En cambio, si una fe, a través de sus representantes-gurús, comienza a prometernos elixires de eterna juventud, es que hemos vuelto a los ríos de Babilonia y a las alturas cananeas a celebrar los cultos a los dioses de la fertilidad y la juventud y pronto el sacrificio de vírgenes y niños. Esto ya está ocurriendo. Una nueva era de cultos paganos está floreciendo a nuestro alrededor. Decenas de miles de seguidores de nuevas sectas y comunidades se reúnen alrededor de curanderos y médicos “alternativos” que, como hace tres mil años, prometen nuevos “árboles de la vida” a aquellos que prueben sus plantas especiales e inmortales. Life 120 es solo una de estas nuevas “religiones” de la salud y la promesa de una vida (casi) eterna, que están destinadas a multiplicarse en un futuro inminente. No está lejos el escenario, temido por el futurólogo Yuval N. Harari (en su best seller Homo deus), de un mundo donde la verdadera y radical desigualdad ya no se jugará en el plano de los bienes materiales y la riqueza, sino en la diferente duración de la vida. Unos pocos supermillonarios tendrán la posibilidad de vivir 150 o 200 años, sustituyendo los órganos vitales varias veces en la vida. Tener una esperanza de vida de dos siglos al nacer puede ser un sucedáneo creíble de la vida eterna. Los ricos ya viven más que nosotros por término medio, y el dinero siempre ha sido una forma eficaz de vencer la muerte o alejarla.

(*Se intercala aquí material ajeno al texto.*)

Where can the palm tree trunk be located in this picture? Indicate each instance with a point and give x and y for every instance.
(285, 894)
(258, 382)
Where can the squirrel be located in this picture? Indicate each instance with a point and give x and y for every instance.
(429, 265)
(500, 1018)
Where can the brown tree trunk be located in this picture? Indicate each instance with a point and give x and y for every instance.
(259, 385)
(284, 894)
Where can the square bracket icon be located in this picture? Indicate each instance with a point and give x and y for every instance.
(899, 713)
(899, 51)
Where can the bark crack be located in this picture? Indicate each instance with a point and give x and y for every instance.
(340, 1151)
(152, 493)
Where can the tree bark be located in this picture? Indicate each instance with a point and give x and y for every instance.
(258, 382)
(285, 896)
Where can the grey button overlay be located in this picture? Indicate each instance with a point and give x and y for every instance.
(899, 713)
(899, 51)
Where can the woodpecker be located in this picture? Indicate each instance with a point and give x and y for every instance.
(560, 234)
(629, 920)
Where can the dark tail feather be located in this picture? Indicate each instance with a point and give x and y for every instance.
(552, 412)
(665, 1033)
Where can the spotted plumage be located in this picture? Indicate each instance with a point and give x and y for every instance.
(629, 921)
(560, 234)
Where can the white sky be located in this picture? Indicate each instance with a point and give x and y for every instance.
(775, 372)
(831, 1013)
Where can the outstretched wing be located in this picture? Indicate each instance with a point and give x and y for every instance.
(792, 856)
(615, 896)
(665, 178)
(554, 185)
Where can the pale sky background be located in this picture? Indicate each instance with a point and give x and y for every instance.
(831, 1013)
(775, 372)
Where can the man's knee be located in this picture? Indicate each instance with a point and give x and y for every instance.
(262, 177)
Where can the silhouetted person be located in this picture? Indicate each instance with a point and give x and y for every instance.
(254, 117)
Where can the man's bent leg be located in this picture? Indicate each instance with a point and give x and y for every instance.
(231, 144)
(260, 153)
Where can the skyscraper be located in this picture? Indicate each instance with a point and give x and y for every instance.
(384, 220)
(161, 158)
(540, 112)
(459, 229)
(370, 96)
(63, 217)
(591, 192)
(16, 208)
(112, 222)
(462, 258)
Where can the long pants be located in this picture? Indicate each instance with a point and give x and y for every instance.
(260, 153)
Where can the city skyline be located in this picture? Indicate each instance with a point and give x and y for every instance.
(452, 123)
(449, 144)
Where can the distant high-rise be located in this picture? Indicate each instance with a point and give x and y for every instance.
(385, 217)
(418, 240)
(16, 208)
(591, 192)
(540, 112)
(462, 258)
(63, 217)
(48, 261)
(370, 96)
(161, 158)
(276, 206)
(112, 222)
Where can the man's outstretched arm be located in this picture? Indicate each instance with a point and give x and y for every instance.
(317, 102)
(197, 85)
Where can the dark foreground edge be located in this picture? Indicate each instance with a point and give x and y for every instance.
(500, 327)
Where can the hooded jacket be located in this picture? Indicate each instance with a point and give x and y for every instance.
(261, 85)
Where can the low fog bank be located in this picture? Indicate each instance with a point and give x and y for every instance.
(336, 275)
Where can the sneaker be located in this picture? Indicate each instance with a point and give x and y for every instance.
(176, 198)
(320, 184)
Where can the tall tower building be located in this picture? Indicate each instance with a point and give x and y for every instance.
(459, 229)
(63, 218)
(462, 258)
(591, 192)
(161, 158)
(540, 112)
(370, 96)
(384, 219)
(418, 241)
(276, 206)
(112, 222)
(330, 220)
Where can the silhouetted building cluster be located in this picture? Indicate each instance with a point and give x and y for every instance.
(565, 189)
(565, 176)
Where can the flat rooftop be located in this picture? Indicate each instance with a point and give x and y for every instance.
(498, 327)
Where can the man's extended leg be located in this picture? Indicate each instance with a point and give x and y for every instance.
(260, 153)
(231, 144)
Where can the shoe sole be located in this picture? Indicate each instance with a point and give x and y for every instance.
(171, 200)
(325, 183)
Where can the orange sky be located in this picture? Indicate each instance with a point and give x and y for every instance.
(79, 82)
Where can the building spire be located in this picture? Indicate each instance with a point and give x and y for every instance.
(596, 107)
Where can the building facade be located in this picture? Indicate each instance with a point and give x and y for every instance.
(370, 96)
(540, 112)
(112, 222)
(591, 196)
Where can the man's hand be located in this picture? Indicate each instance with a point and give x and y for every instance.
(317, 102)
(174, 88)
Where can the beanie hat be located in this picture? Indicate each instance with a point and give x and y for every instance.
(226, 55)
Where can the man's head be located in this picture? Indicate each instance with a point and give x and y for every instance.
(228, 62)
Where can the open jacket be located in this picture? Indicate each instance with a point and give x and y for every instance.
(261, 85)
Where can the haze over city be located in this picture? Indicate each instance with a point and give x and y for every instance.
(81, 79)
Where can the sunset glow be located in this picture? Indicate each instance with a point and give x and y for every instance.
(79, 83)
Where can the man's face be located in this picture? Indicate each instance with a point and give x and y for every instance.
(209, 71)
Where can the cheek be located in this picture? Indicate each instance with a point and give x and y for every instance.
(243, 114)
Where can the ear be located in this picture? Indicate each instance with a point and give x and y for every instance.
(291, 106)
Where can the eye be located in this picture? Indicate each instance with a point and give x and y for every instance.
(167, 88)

Pero nunca antes la promesa de una vida (casi) eterna se había convertido en una nueva oportunidad para construir nuevas religiones sin dios; nuevas religiones ateas que alimentan y alimentarán negocios inmensos, porque ante la posibilidad de vencer la muerte no se repara en gastos. No olvidemos el antiguo mito de “vender el alma al diablo” por promesas parecidas a esta. Pero la planta de la eterna juventud solo renueva la piel de la serpiente, del dios dinero y de sus “sacerdotes”. Es impresionante la cifra de ventas de estas nuevas “sectas de la salud”, que realizan pingües negocios prometiendo el antiguo elixir a gente que ha perdido toda capacidad de distinguir las promesas de los timos. Pueblos que han perdido el sentido sencillo y verdadero de la fe creen a cualquier feriante de paso que simula y agita símbolos con ánimo de lucro o de votos. Esta es otra señal fuerte de la naturaleza idolátrica de nuestro capitalismo postmoderno, que engorda primero destruyendo la fe tradicional y luego sustituyéndola por una religión con ánimo de lucro. Son nuevas “destrucciones creadoras” que, a diferencia de las teorizadas por Schumpeter para los mercados, no desempeñan ninguna función positiva para la civilización, sino que nos devuelven a la cultura idolátrica arcaica de la que el humanismo bíblico nos había liberado. Es la idolatría y no el ateísmo la nota dominante del siglo XXI. Los ateos se parecen mucho más a los creyentes; los verdaderamente lejanos son los “crédulos”.

Occidente envejece. Vemos decaer nuestro cuerpo y el de los demás. Hemos olvidado llamar por su nombre al ángel de la muerte. De este modo, cada vez es más fuerte la tentación de creer en nuevos falsos profetas que nos prometen su tierra prometida. Hemos querido liberarnos a toda costa del Dios judeocristiano y hoy, en el crepúsculo de los dioses serios, nos encontramos con una tierra poblada de estúpidos fetiches, de los que día tras día nos hacemos perfectos devotos. Solo una nueva época de espiritualidad verdadera y seria nos podrá salvar.